Около стола сидел Леший. Пред ним на разделочной доске
покоился огромадный кусище копченого мяса, от которого шел упоительный дух.
Тоненьким остреньким ножичком Леший отрезал мясные пласты, делил их напополам
и, забросив в рот половину, истово жевал, не забывая вторую часть отдать Анрио.
Пес сидел около стола, умостив умильную морду на колени
Лешего, и деликатно брал мясо из рук художника.
– Присоединяйтесь! – гостеприимно махнул рукой Леший. –
Отпадное мяско, верно, Анрюха? Вот только хлебушка, беда, нет.
– Секундочку, – недоверчиво сказала Соня. – Это что за мир и
дружба? А кто орал как резаный: боюсь собак, боюсь собак?!
– Кто боится? – сделал удивленные глаза Леший. – Да я вырос
среди собак, мой дед менял их как перчатки! Правда, такого боевого парня у нас
никогда не было.
Леший чмокнул Анрио в нос, потом покосился на Струмилина и
прыснул. Тот тоже тихонько смеялся, опираясь о Сонино плечо как мог крепче.
– В чем дело? – насторожилась девушка.
– Так вот, насчет бегства в Уссурийский край, – давясь
смехом и мясом, прошамкал Леший. – Сонь, у меня руки жирные, так ты полу куртки
отверни и достань… во внутреннем кармане.
Прислонив Струмилина, у которого от смеха подкашивались
ноги, к косяку, она шагнула вперед, двумя пальцами взялась за полу длинной и
широкой куртки – и увидела, что изнутри нашит большой, просторный карман. Там
громоздилось что-то, свернутое трубкой.
Соня тихо ахнула. Это покрытый краской холст. Развернула его
дрожащими руками – и задохнулась от того непередаваемого запаха старины, какой
не дано подделать никому, никакому художнику. С изнанки холст был темный,
грязно-серый, с небрежно смазанным фиолетовым клеймом «Северолуцкий
художественный музей, инвентарный номер 345». А с лицевой стороны…
Кипел буйный пламень костра, бросая алые отсветы на бледное
золото волос молодой женщины, на вороную гриву коня, на лица воинов, готовых
справить прощальную тризну. Клочья дыма взвивались в небо – серые, как глаза
этой женщины… как Сонины глаза!
– «Прощание славянки», – сообщил Леший. – Подлинник. Я,
конечно, замечательный художник, но нашим друзьям достаточно будет одного
взгляда, чтобы понять: сокровище подменили! Копия и оригинал – это небо и
земля. Так сказать, Соня – и Лида!
– Ты видел?! – недоверчиво обернулась Соня к Струмилину.
Тот кивнул.
– Ой-ой, – покачала она головой. – Здорово же мы подставили
этого Джейсона. Приедут они все в Париж, откроют чехол, а там…
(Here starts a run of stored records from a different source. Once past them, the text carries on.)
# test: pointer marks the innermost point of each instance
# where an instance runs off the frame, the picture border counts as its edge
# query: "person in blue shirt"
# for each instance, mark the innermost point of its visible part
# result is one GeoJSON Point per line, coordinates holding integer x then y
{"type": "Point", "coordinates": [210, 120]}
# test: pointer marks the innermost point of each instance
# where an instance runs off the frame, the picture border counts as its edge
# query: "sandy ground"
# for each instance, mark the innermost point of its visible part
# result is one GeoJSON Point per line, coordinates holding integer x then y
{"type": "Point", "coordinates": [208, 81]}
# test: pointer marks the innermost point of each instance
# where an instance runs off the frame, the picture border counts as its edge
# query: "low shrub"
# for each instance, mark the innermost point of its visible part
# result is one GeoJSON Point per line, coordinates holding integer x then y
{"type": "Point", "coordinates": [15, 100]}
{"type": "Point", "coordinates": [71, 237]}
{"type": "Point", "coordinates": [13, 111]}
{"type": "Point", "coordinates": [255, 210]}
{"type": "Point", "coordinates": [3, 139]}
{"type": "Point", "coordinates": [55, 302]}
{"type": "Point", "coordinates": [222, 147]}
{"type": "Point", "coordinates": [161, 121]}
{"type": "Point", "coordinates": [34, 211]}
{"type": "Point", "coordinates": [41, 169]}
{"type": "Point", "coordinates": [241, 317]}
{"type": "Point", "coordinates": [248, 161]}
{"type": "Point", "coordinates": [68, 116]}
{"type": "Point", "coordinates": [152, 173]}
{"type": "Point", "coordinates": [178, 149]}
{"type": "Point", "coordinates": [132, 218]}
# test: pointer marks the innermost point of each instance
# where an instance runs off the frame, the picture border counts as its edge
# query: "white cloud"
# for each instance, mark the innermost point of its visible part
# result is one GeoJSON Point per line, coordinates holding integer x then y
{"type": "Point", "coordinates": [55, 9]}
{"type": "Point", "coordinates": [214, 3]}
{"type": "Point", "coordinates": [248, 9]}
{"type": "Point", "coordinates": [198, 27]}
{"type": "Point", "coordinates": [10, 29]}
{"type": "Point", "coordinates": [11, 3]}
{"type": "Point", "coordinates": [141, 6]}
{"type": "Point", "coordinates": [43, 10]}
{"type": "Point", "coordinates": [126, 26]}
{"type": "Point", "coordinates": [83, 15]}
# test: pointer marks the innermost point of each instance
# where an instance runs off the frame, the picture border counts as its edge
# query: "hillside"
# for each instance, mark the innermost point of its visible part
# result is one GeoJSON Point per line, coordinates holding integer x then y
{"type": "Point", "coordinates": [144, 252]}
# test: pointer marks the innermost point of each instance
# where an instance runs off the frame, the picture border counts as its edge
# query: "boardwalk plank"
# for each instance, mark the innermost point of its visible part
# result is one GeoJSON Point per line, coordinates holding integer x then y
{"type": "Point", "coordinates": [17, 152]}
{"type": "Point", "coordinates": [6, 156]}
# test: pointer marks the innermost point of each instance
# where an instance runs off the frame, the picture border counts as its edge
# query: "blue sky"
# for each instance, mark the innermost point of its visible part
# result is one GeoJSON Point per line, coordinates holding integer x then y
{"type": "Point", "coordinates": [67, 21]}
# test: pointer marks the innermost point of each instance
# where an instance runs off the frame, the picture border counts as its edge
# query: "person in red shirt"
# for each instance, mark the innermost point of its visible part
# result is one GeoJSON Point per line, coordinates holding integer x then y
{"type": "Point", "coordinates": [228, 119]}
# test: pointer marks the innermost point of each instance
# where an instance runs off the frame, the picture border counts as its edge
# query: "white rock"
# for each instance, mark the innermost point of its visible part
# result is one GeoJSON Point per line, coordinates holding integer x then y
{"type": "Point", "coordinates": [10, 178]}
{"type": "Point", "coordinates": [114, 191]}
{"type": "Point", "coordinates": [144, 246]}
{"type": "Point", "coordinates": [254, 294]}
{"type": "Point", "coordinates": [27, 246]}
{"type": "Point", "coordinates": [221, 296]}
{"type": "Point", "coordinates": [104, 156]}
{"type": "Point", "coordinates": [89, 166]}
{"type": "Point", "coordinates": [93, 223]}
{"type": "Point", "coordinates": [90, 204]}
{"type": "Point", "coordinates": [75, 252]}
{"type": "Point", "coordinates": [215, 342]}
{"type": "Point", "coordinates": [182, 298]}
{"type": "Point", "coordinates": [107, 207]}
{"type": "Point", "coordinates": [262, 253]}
– От этого надо его избавить, – сказал Леший. – Прямо сейчас
надо позвонить в милицию насчет опасной парочки, Немкина и его подружки.
Все-таки не стоило им так активно бряцать оружием! Пускай их тормознут на пути
в Москву. Джейсона не тронут: иностранный подданный, картина не у него, а у
Лидки. Я не я и бородавка не моя.
– Между прочим, Джейсон все видел, – усмехнулся Андрей. – Он
с тебя глаз не сводил, пока ты свои фокусы на кровати выделывал!
– Как?! – возмущенно подскочил Леший. – Видел?! Врешь!
– Видел, видел. Он мог поднять тревогу, но промолчал.
– Хороший человек, – сказала Соня, и Струмилин поджал губы:
– Да так, ничего.
– Голубые глаза хороши, – пропел Леший, меланхолически глядя
в пространство, – только мне полюбилися карие!
– В данном случае с точностью до наоборот, – улыбнулась Соня
и вдруг всплеснула руками: – И все-таки я не могу понять, где ты взял копию?
– Здрасьте! – Леший даже глаза завел. – В мастерскую я
забегал по пути на вокзал? Забегал. Там и прихватил картинку – на всякий
случай. Мало ли, думаю, что может быть…
– Ты же поесть туда забегал.
– Поесть мне удалось только теперь, – вздохнул Леший. – И то
без хлеба. Но мы не в обиде, правда, Анрио? Искусство требует жертв!